Using Synthetic images as in-context samples for TabICL
Motivation
In context learning in LLMs
In context learning is a term that is often associated with the ability for LLMs to use examples of a task to perform novel instances of that task. For example, say I want the LLM to translate a document from Alice’s writing style to Bob’s writing style. I can construct a prompt that has 10-20 samples of both of their writing styles + the author’s name, then the document’s to be translated and finally “translate the attached document’s writing style to Bob’s”. LLMs have been shown to have a remarkable ability to perform tasks with just a few examples.
TabICL
Along these lines, tabular in-context learning models, or TabICL for short, is a transformer model that’s able to use in-context samples of sample-label pairs to classify novel datapoints. However unlike LLMs, these models are much more general - they operate on any arbitrary vector, not just tokenized text.
More precisely, given \((x,y)\) pairs, where \(x \in \mathbb{R}^n\) is a sample and for a set of classes \(C \subset \mathbb{N}^{>0}\), \(y \in C\) is the corresponding label, TabICL can predict label \(\hat{y}\) for an unseen sample \(\hat{x}\).
There’s a lot more details, like how TabICL is trained and implemented, but these will maybe be in a future blog post. For now know this, TabICL has not seen a single image during it’s training.
Using TabICL on images
Let’s try a simple test. Let’s take CIFAR10 and embed the images using a DINOV2 backbone, getting a train/test splits of 4096 dimensional embeddings. Now that we’re in the format TabICL expects, let’s take increasing percentages of our train set as ICL samples and plot how the test accuracy evolves as a function of number of ICL samples.
We see that we’ve managed to get a classifier that has a 90% accuracy with only 20% of the train set, along with a clear scaling of test performance with ICL samples.
Since the backbone of TabICL is a transformer, we can also obseve a scaling law with inference time w.r.t the number of training samples
While the equation looks like a linear relationship, it’s quadratic in reality since self-attention is \(O(N^2)\). Inference becomes VERY slow with a lot of training samples, a key drawback of this method.
Method
One clear problem that arises with TabICL is that since you have quadratic scaling, there will come a point where you’ll need to construct your set of ICL samples effectively, in order to minimize runtime but maximize performance. Finding the optimal set of samples is an NP hard problem.
Linear Gradient Matching
To circumvent this, I took advantage of recent works in dataset distillation. To summarize, dataset distillation is a technique that constructs synthetic samples paired with labels, containing the maximal information about their class—much more than any individual sample. To do this, we draw upon a paper called “Dataset Distillation for Pre‑Trained Self‑Supervised Vision Models”, which aims to construct images that encode discriminative information about the class they belong to, which in-theory should lead to maximially informative SSL embeddings.

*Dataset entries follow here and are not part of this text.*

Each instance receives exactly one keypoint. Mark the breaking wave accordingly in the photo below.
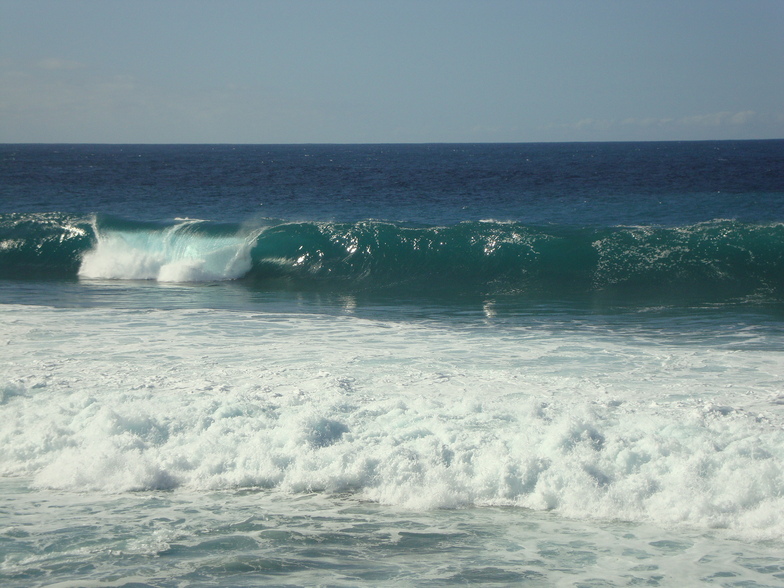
(721, 258)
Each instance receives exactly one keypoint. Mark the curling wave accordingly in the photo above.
(721, 258)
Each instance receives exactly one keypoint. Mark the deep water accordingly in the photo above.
(538, 364)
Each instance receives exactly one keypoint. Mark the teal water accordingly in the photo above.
(420, 365)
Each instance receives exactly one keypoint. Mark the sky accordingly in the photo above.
(402, 71)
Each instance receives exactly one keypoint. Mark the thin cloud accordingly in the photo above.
(54, 63)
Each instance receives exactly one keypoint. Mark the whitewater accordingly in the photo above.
(351, 395)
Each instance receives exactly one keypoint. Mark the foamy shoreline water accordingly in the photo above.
(414, 415)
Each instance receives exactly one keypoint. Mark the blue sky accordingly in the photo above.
(364, 71)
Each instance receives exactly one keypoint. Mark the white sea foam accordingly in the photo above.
(583, 423)
(171, 255)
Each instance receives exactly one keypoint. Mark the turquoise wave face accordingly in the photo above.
(718, 259)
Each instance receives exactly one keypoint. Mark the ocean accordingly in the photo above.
(386, 365)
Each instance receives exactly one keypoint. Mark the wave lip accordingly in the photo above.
(179, 253)
(716, 260)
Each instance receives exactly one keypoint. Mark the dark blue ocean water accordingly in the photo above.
(576, 184)
(362, 365)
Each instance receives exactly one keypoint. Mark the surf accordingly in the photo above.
(720, 259)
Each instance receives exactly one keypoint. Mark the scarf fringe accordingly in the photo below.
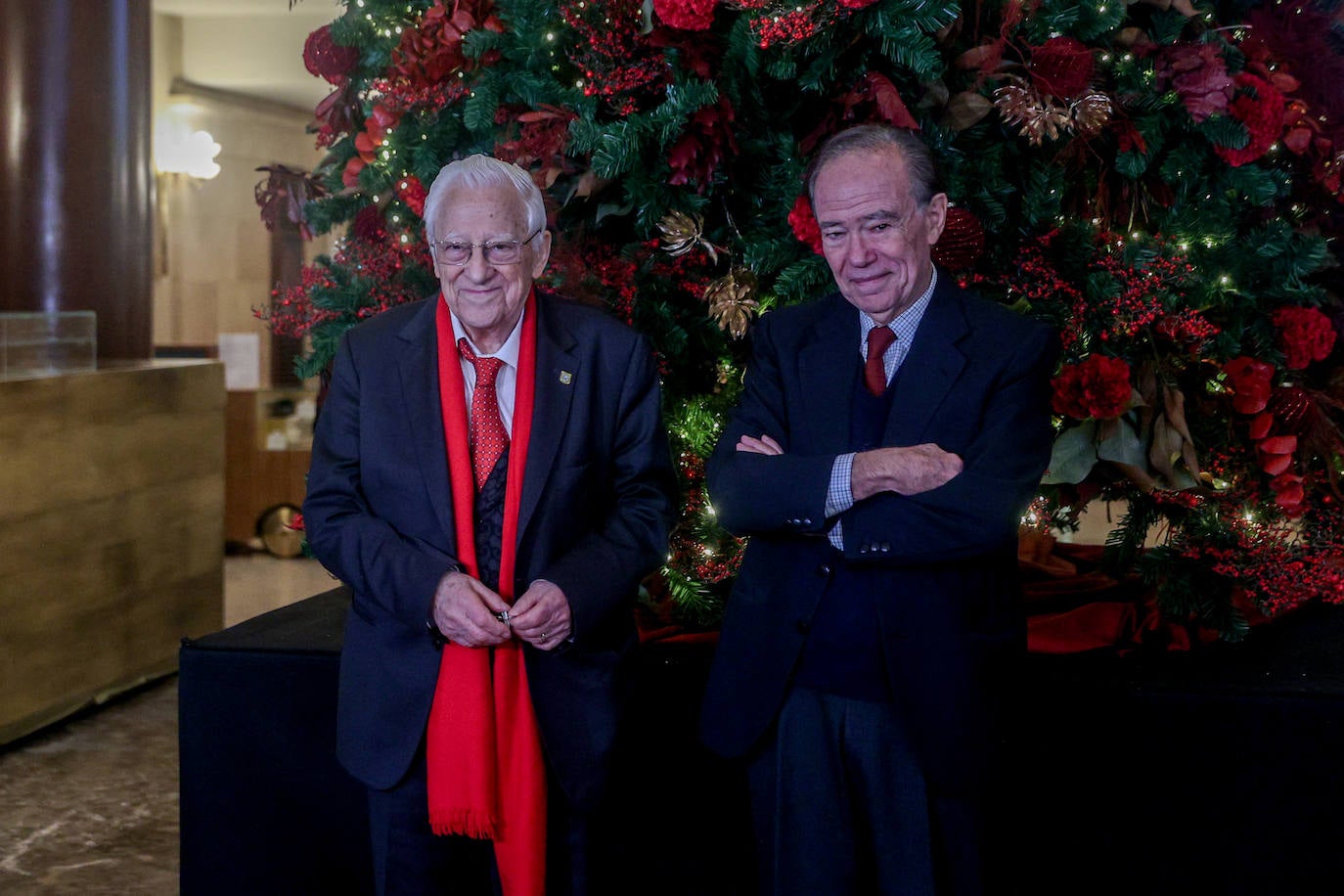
(467, 823)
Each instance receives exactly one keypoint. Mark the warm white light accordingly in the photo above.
(179, 150)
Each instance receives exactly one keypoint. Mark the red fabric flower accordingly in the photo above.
(1261, 108)
(1062, 67)
(1276, 453)
(1251, 383)
(707, 141)
(328, 60)
(412, 193)
(1289, 493)
(805, 223)
(1098, 388)
(1199, 75)
(962, 242)
(689, 15)
(1304, 335)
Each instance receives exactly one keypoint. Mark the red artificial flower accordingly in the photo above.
(349, 176)
(1062, 67)
(1251, 383)
(707, 141)
(805, 223)
(1199, 75)
(1098, 387)
(327, 60)
(1289, 493)
(962, 242)
(1304, 335)
(412, 193)
(1261, 108)
(1276, 453)
(689, 15)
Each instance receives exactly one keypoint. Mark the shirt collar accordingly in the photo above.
(904, 324)
(509, 351)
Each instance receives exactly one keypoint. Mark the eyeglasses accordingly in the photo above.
(502, 251)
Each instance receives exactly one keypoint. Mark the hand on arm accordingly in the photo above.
(905, 470)
(542, 615)
(466, 611)
(764, 445)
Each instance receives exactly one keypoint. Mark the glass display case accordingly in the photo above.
(43, 344)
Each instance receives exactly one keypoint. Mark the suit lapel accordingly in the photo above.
(557, 378)
(419, 367)
(930, 368)
(829, 367)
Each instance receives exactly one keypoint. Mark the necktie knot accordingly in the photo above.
(875, 370)
(489, 438)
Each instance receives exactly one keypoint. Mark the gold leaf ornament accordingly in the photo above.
(732, 301)
(682, 233)
(1091, 113)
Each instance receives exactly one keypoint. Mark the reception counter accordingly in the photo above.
(112, 492)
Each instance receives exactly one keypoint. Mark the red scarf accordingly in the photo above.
(482, 751)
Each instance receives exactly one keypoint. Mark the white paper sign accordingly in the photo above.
(241, 353)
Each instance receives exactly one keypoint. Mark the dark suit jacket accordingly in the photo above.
(976, 381)
(596, 508)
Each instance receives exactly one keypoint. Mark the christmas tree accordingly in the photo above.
(1156, 179)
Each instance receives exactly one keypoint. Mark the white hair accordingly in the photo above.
(484, 171)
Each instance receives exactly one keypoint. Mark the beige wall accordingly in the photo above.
(212, 252)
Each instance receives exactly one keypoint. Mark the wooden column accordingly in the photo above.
(75, 169)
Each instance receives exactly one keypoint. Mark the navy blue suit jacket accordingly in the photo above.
(976, 381)
(596, 508)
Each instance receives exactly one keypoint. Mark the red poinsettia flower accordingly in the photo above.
(1251, 383)
(1062, 67)
(1276, 453)
(326, 58)
(1289, 493)
(412, 193)
(805, 223)
(1304, 334)
(1097, 387)
(962, 242)
(689, 15)
(1199, 75)
(1261, 108)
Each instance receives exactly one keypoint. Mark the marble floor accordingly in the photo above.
(90, 805)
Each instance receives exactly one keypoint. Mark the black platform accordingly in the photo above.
(1215, 771)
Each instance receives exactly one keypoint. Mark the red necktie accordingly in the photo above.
(874, 371)
(488, 434)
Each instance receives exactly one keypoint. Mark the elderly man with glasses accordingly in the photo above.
(491, 477)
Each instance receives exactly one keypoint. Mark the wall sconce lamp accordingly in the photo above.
(180, 151)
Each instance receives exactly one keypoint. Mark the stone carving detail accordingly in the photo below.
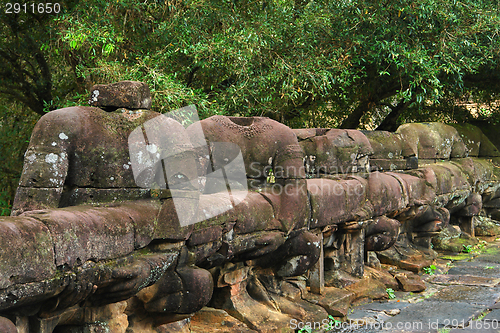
(86, 244)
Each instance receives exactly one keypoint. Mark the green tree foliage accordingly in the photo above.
(306, 63)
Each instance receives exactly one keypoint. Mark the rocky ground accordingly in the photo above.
(462, 294)
(456, 292)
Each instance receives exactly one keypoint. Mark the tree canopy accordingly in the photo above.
(307, 63)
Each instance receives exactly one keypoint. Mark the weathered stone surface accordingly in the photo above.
(410, 281)
(6, 326)
(81, 233)
(381, 234)
(484, 296)
(29, 198)
(263, 142)
(216, 320)
(434, 315)
(236, 301)
(466, 280)
(347, 196)
(382, 276)
(335, 301)
(335, 151)
(445, 179)
(290, 203)
(95, 196)
(388, 145)
(27, 251)
(385, 193)
(368, 288)
(450, 240)
(181, 326)
(433, 140)
(405, 256)
(417, 190)
(123, 94)
(301, 310)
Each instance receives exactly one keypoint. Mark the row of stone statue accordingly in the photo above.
(116, 201)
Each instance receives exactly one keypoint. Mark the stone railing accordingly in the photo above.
(88, 248)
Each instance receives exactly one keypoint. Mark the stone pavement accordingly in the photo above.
(463, 296)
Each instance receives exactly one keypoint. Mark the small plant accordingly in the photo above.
(467, 248)
(430, 270)
(390, 293)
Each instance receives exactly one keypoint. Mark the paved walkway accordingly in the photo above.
(462, 296)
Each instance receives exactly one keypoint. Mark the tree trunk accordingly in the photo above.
(390, 122)
(352, 121)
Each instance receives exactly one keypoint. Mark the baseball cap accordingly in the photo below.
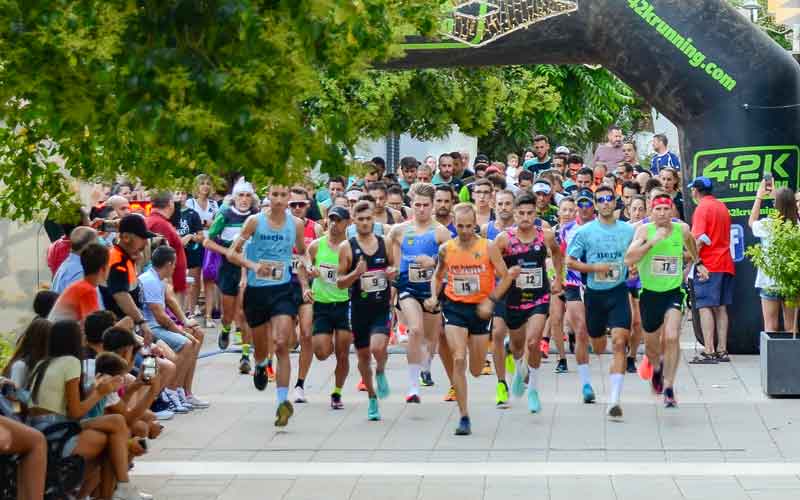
(134, 224)
(701, 183)
(585, 194)
(542, 187)
(338, 212)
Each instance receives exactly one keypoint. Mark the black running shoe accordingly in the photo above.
(260, 378)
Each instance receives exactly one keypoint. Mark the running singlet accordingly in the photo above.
(324, 286)
(417, 278)
(661, 269)
(596, 243)
(532, 287)
(470, 272)
(372, 288)
(272, 247)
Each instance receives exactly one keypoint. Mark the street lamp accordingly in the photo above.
(753, 8)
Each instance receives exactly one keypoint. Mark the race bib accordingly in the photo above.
(664, 266)
(466, 285)
(270, 270)
(418, 274)
(612, 276)
(328, 273)
(373, 281)
(530, 278)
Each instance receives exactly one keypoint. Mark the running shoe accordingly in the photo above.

Above is their key figure. Given an SSL model \(\phi\), they construct batches of real and synthetic images, pass them through the SSL model and a linear projector $W$. The objective is to reduce the cosine distance between the gradients of the classification loss for both batches.
Using this technique, we can construct ICL samples using perfectly synthetic data, completely avoiding picking subsets and entierly relying on synthetic data.
Let’s benchmark this technique on the imagenette subset, a 10-class subset of imagenet. Here’s what a randomly sampled image per class looks like:
Now here’s what our synthetic samples per class look like:
Results
Naive Baselines
Comparing this to two baselines:
- Selecting a random sample per class to be the representative
- Computing the closest sample to the centroid of each class, and using that sample as the class representative
For the random sample baseline, here’s the distribution of test performance across 50 runs, with the red line being the mean:
Finally, the centroid baseline gets us 92%.
Synthetic samples
With these ICL samples, we manage to get a 96% accuracy on the test set, using only one synthetic sample per class, showing a performance gain over our baselines.
Future work
This was a test on one dataset with easily discriminated classes. Testing this method on more complex datasets with more classes and distribution shift should show increased benefits of using synthetic data.
Additionally, we should also be able to plot decision boundaries (or atleast attention maps), to see how swapping train set samples with synthetic samples makes a difference.